In the afternoon Dominic lay in this cold hollow, look ing across to where beyond the park an autumn wood glowed in the afternoon sun. In a dim half-conscious way he was affected by the design of the room, cold and bare and traditional, the life-giving colour removed. He felt now that his life somehow corresponded with the room, that it was an empty arbitrary inheritance, from which he could see, but because of his weakness, never reach the green and golden woods where natural life throbbed in its free rhythm. He thought of the wild berries and the hazel nuts, and the plumage of pheasants. He was empty as the room, as cold and as static. There was no warmth in the atmosphere of his mind. Again the air had become thin, and the law of gravity had changed. His mind had become a traditional room which had lost its natural use and its meaning.

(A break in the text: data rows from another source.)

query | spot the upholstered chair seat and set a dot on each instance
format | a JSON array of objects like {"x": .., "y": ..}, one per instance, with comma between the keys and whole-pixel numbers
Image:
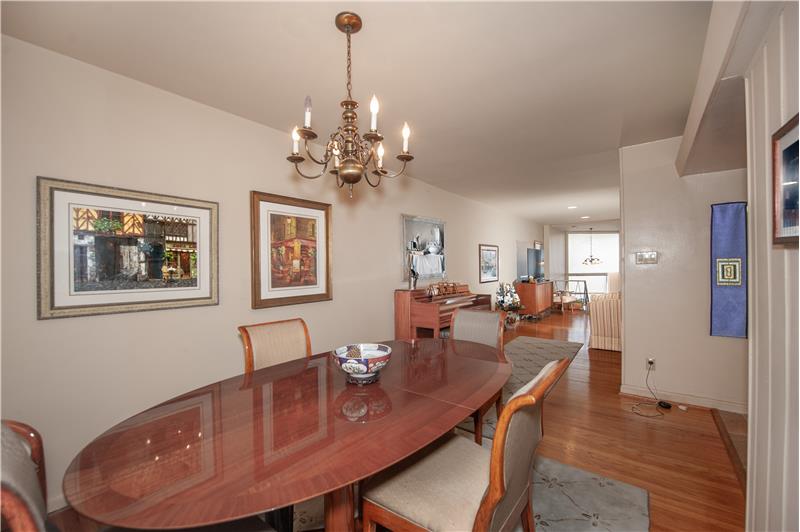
[
  {"x": 268, "y": 344},
  {"x": 23, "y": 503},
  {"x": 439, "y": 488},
  {"x": 271, "y": 343},
  {"x": 455, "y": 484},
  {"x": 486, "y": 328}
]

Yet in the room of his mind one picture remained, one from which he could never escape; whether his eyes were open or closed; whether the morning sun made the columns an echo of Greece and Rome, or whether towards evening it became a dead eighteenth-century hollow. As we are said to see all the scenes of our life at the moment of death, so he, conversely, was to see the scene of what could have been his death, for the remainder of his life. He still lived in the half-second in which he exchanged with the German boy that glance of human recognition, and at the same time shot him dead. As he lay weakly returning to life that face was before him. The stronger he became the stronger grew the image. As he went into the attack one of his ideas, a traditional picture in his mind, was that he would avenge Hollis. But he had shot Hollis in the moment of recognition. Now his mind was like the hollow room without the sun, and in it the only picture was that of the German boy, with his open friendly eyes at the moment of death.

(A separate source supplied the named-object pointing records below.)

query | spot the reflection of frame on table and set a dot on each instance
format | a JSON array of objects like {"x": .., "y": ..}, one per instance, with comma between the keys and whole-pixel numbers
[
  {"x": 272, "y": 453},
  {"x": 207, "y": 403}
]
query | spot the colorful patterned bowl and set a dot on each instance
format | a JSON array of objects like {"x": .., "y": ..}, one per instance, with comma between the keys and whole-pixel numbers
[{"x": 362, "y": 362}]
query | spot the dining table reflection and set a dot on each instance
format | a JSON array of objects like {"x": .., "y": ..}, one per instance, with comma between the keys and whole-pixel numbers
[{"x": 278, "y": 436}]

Hermione Maine went daily round the wards. She smiled at Dominic but did not speak to him at first as he looked so weak and withdrawn. She was interested in his haggard-handsome face with its Mediterranean look of sorrow, a deep sorrow of being, rather than grief at external misfortune. One day when he seemed stronger she stopped by his bed and asked automatically: “Have you everything you want?”

“Yes, thank you,” said Dominic, though he had nothing he wanted. Everything he had wanted had vanished, like the pictures from the walls.

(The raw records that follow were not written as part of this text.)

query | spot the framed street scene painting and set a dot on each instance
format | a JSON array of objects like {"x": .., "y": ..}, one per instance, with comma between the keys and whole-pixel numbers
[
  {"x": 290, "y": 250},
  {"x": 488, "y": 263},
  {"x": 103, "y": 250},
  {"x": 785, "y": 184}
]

“No one has come to see you. And the sister says that you have no letters.”

“I’m an Australian. My letters are forwarded from the bank. They don’t know I’m here yet.”

“Oh, they must be told at once,” said Hermione, with a commandant’s efficiency. “I’ll write myself. Which is your bank?”

He told her and she asked: “Haven’t you any friends in England?”

“I have a cousin in London, but she’s very old. She couldn’t come here.”

“Haven’t you any friends?”

“I have some friends at Dilton near Frome. But they are fairly old, too. I couldn’t ask them to come all this way.”

“Dilton?” Hermione paused and then asked: “What is your Christian name?”

“Dominic.”

“Oh, you are
that
man! How extraordinary!” she exclaimed.

“Why?”

“You were engaged to Sylvia. She is one of my greatest friends. She must come to see you. She often comes down. Have you made it up? After the broken engagement, I mean.”

“Yes, we did. Her father is my colonel,” said Dominic.

His face became haggard with weariness. To think of Sylvia was an effort for him. His passive look of sorrow became one of active pain. She saw that she had tired him and said: “You had better sleep now.” As she went out she said to the nurse: “Mr Langton is a friend of Mrs Wesley-Maude’s. See that he has everything he wants.”

As a result of Hermione’s writing to the bank, there arrived a few mornings later a batch of letters for him, mostly
from Australia, but also two or three others, including one from Raife and one from Sylvia. He opened Raife’s first. It dealt with the life closest to him and so would be the least effort to read. In the base hospital he had heard rumours of the fate of the battalion, and this letter confirmed them. Harrison came through all right. Frost had been killed. Finch had been wounded. Raife himself was wounded. He described with ribald indelicacy the nature of his wounds, and also wrote that Dominic was likely to get the Military Cross. Dominic wondered why.